Ugh, I think I'd prefer to ditch my quick-and-dirty async implementation and just use rjmac's, but the one thing that makes me hesitate is the fact that in order to compile his code, I needed to also install the server-dev header files as libpq-int.h itself includes some of these files. Which isn't any big deal for me, but it would make postgresql-libpq less user friendly.

rjmac commented 10 years ago

My main worry about doing things this way is less user-friendliness -- libpq-int.h's dependencies are a package install away on most platforms -- than with binary compatibility. The only really dangerous thing it does (if I recall correctly; it's been a while) is poke at the pg_conn's asyncStatus field directly. Everything else is via C accessors which are less likely to break despite not being technically part of the public API. But that one direct poke could cause really hard-to-diagnose problems across even minor libpq versions.
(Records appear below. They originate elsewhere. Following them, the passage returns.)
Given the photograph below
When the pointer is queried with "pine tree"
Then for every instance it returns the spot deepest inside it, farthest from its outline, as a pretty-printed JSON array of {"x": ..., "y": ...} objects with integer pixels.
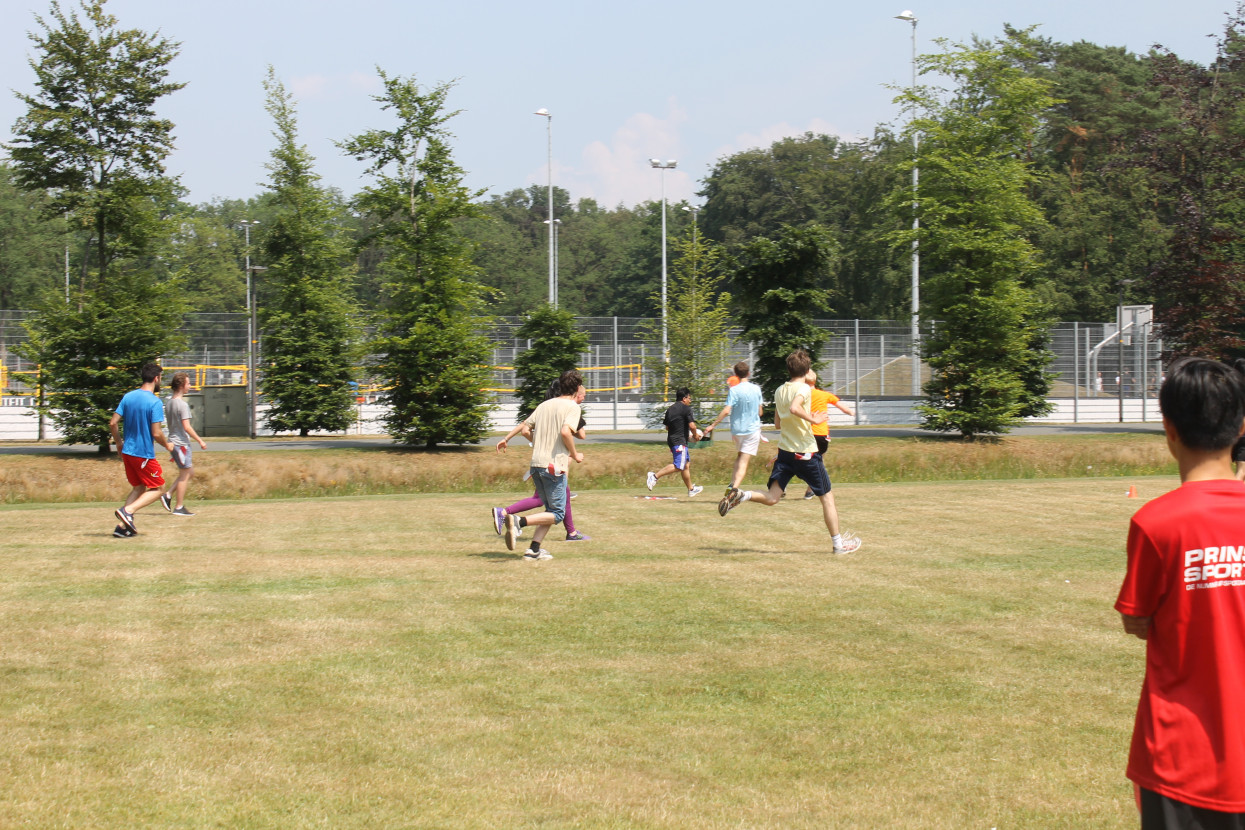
[
  {"x": 308, "y": 320},
  {"x": 989, "y": 349},
  {"x": 435, "y": 355},
  {"x": 555, "y": 346},
  {"x": 778, "y": 283}
]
I wonder if the postgresql people could be convinced to add an accessor for it.

lpsmith commented 10 years ago

Well yes, that's a concern of mine too. I guess it's mitigated in my mind a bit by the fact that it doesn't change often. But yes, the consequences of such a change are pretty bad.

Perhaps it would be a good idea to check the version with PQlibVersion and then complain loudly or error out if it doesn't match the version it was compiled against? This would be way overly conservative, but it may also be the best we can do.

Adding an accessor may be a good idea, as we could be less conservative in the future. However, are there any symbols exported from a vanilla libpq shared object that aren't part of the public interface? I ask because I started playing around with the first steps towards a native haskell implementation of the protocol, using libpq to connect, but pqsecure_write and friends aren't linkable from the shared object even though they are in the libpq-int.h header file. (So I had to compile my own libpq for the purposes of that preliminary experiment.)

I can't imagine the postgres folk would be too enthusiastic about such a symbol, but perhaps it's worth pointing out that exec cannot be faithfully re-implemented using the public interface alone, and finding a solution for that.

Regarding user-friendliness, I agree that I don't think it's going to be an issue on most unix platforms, though people will probably be caught a little off-guard and it might take them a few minutes to track down the issue. Windows, on the other hand, seems to be the real problem point, but I'm not familiar enough with the compilation issues there.

(But what am I saying? This code isn't at all usable on Windows for the foreseeable future, so it's not an issue on Windows. So... yeah I agree, user-friendliness isn't much of an issue.)

lpsmith commented 10 years ago

Ok, if we want to compare versions, the compile-time version appears to be defined in pg_config.h, the link-time version is available by calling PQlibVersion. At least on Debian, libpq-dev provides pg_config.h as well as libpq-int.h, so it would appear as though it's fairly safe to assume the defined version matches the version of libpq-int.h.

lpsmith commented 10 years ago

On the other hand, going this route would also require recompilation of postgresql-libpq every time libpq is upgraded. Debian packages an older version of postgresql-libpq, and those package maintainers might not appreciate these sorts of shenanigans, as it would certainly impact their job in some less-than-desirable ways.

NixOS may be better suited to this arrangement, and would certainly be more sympathetic as well.